HTML5 Photo Browser for Local Files and Directories
Online Image Browser for Local Files
I was browsing old photo albums yesterday and it made me want to build an image viewer with HTML5. I want it to work with directories that have many files and this raises a question on browser performance. A gallery of pictures can easily consist of hundreds if not thousands of images. Loading all of them at once would probably crash the page or make it terribly slow and unresponsive. The DOM is not built to support so many elements with good speed. Plus, loading everything is wasteful as the screen size can only show a limited amount of images at one time.
The scroll bar can be used as a trigger to load new images from a huge set and remove other images that have been perviously loaded into the DOM. This is how websites like Tumblr and Pinterest work when you can keep scrolling and loading so many images on the page. The images above the fold get removed and Airbnb recently released a library called Infinity which does a great job on supporting large or infinite lists of elements in the browser. It kind of similar to lazy loading but more advanced in that the elements not in view are removed from the DOM and can be loaded back into the DOM when you scroll back up to their location.

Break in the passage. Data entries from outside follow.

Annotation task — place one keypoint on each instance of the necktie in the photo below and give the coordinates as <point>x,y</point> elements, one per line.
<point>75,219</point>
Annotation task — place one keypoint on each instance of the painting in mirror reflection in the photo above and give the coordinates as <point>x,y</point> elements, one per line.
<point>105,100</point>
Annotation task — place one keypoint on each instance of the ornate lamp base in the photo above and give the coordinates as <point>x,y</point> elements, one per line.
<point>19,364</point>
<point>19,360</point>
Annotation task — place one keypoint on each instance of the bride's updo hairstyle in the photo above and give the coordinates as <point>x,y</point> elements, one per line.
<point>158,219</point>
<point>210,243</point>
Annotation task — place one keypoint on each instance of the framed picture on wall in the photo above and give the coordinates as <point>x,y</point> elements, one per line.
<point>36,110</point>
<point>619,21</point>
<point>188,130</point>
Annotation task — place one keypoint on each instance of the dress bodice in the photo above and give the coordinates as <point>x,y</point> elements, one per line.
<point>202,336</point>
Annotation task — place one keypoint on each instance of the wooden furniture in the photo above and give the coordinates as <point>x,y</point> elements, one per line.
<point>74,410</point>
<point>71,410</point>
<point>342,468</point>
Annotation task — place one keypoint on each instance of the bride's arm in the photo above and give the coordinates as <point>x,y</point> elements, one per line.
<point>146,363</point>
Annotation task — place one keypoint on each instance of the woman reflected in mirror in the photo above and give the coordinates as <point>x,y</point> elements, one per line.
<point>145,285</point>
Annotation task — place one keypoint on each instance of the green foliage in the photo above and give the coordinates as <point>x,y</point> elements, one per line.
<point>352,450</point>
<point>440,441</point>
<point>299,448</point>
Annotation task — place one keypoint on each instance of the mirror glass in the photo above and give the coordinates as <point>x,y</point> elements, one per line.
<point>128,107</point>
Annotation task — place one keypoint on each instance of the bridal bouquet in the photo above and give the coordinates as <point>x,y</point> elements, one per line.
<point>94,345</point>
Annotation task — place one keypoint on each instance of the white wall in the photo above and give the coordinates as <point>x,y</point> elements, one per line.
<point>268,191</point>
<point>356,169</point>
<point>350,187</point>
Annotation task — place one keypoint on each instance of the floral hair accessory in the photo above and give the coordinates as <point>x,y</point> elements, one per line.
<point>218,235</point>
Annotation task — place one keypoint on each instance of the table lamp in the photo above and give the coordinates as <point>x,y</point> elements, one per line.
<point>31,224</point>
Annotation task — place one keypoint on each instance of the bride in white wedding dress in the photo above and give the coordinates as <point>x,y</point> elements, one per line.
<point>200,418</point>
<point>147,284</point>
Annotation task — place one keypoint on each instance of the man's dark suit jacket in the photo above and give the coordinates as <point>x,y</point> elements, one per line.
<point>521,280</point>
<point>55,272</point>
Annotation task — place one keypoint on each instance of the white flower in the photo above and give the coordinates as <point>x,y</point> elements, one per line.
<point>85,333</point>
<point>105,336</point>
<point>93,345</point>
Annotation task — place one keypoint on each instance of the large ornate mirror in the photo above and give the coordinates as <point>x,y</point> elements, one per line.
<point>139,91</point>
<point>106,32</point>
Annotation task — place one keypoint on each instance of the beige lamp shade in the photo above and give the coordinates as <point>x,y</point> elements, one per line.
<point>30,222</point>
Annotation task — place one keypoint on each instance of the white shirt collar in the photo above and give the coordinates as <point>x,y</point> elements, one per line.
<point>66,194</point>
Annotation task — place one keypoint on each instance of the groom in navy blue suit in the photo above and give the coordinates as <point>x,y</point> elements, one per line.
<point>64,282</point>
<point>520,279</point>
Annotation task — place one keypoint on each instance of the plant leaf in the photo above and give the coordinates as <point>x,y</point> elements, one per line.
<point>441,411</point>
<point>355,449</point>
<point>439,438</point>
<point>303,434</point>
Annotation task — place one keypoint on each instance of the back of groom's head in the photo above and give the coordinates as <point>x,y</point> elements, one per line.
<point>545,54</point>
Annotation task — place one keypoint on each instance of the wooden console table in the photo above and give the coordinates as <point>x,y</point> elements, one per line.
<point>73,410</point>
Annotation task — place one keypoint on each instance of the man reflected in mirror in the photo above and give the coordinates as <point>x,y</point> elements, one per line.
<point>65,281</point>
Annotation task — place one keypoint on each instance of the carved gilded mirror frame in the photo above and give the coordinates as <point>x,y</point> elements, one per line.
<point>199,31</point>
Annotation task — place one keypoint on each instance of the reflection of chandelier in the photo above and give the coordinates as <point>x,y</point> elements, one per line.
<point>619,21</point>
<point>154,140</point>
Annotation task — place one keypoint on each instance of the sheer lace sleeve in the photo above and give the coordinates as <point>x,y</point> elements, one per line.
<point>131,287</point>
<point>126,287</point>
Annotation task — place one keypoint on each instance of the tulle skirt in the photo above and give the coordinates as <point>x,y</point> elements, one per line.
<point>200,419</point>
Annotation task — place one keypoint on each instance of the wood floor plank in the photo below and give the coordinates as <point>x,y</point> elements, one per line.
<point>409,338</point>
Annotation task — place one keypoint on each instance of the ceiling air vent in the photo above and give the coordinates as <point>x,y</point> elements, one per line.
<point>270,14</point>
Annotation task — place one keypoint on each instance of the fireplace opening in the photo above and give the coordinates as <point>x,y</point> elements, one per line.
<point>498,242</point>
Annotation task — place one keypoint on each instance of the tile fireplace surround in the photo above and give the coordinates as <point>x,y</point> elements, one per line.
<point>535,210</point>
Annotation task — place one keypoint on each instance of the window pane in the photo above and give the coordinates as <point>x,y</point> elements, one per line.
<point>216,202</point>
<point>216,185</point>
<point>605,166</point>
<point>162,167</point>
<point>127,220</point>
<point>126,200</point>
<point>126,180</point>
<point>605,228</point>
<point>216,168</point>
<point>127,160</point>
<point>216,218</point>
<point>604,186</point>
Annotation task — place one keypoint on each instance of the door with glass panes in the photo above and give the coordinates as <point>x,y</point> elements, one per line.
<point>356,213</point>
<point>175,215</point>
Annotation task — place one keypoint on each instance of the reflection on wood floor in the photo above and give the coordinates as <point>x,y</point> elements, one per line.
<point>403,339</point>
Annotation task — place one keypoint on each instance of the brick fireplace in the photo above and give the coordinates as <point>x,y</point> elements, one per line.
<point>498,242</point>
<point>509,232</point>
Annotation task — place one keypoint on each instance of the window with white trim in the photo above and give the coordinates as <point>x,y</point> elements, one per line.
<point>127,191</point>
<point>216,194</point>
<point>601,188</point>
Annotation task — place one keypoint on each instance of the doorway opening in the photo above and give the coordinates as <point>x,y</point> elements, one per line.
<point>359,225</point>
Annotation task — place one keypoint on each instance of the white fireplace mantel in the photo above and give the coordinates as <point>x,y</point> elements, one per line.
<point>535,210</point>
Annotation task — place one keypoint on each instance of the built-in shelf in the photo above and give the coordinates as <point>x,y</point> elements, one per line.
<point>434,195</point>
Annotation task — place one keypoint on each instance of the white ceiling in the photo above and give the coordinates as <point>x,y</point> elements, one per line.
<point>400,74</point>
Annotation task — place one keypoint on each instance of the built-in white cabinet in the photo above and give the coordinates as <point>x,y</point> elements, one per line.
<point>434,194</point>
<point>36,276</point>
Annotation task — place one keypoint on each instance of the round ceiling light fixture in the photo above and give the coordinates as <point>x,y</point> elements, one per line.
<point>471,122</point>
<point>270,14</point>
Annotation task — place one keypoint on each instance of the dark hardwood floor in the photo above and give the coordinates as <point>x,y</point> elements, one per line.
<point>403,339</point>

I started building my image browser with this demo which already enables uploading a directory and showing all the files including traversing through internal directories and files. You can click on an image and it is shown on the right using createObjectURL method and John Resig’s simple JavaScript templating code.
I removed most of that and the styles to make things simple and I added a button to load all images after they are visualized with jqTree. Now, even if I am not inserting the image into the DOM, I don’t even want to load it and take up network resources until that image is needed. So, I plugged in Infinity and set up a loop to preload a few images with HTML5 FileReader. Then, in the lazy function of Infinity, I am loading more images as they are needed. This way, the page is super fast and only has a few requests initially but it can support scrolling through thousands of images.

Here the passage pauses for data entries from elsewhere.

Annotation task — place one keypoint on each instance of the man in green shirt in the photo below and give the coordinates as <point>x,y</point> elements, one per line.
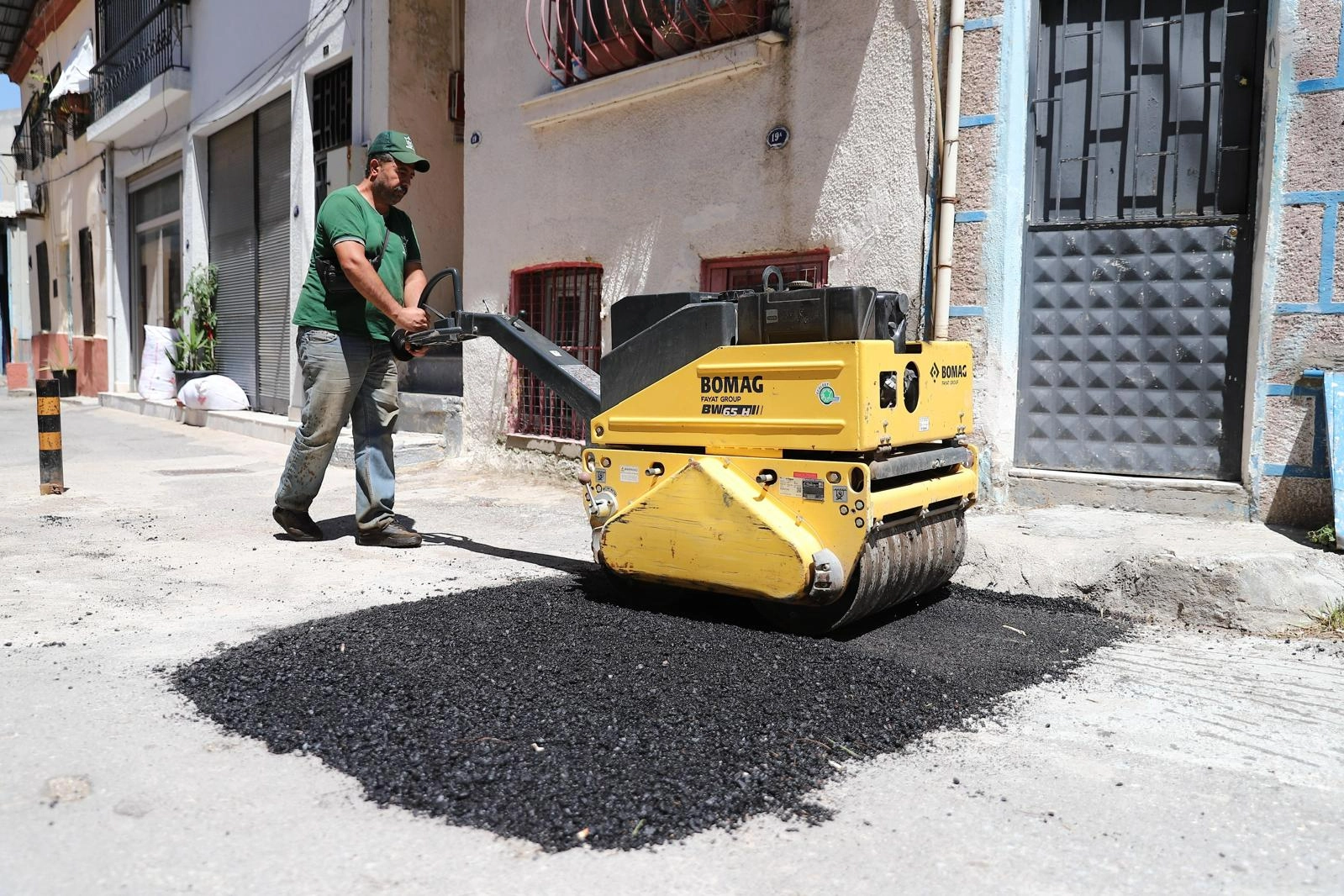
<point>365,278</point>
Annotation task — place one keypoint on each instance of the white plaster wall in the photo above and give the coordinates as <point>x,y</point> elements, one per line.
<point>651,188</point>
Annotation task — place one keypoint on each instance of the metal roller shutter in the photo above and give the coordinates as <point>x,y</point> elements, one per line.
<point>233,250</point>
<point>273,257</point>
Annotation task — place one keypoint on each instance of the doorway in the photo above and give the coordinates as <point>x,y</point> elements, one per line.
<point>1141,186</point>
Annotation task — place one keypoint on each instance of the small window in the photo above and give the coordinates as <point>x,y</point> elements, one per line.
<point>718,274</point>
<point>563,303</point>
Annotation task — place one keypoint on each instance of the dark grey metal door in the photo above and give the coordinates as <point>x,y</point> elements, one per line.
<point>1136,303</point>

I wanted to provide a slideshow capability and for that I am using the jQuery animate function to programmatically move the scroll bar to the next image with the JavaScript setInterval function. If you click on any image, the slideshow stops and the image is loaded into a modal window. There you can double-click to toggle a zoom that switches the image scale from browser screen height to 100% width. Next to the modal close button I added a zoom button that actually enables image zooming and dragging with your mouse.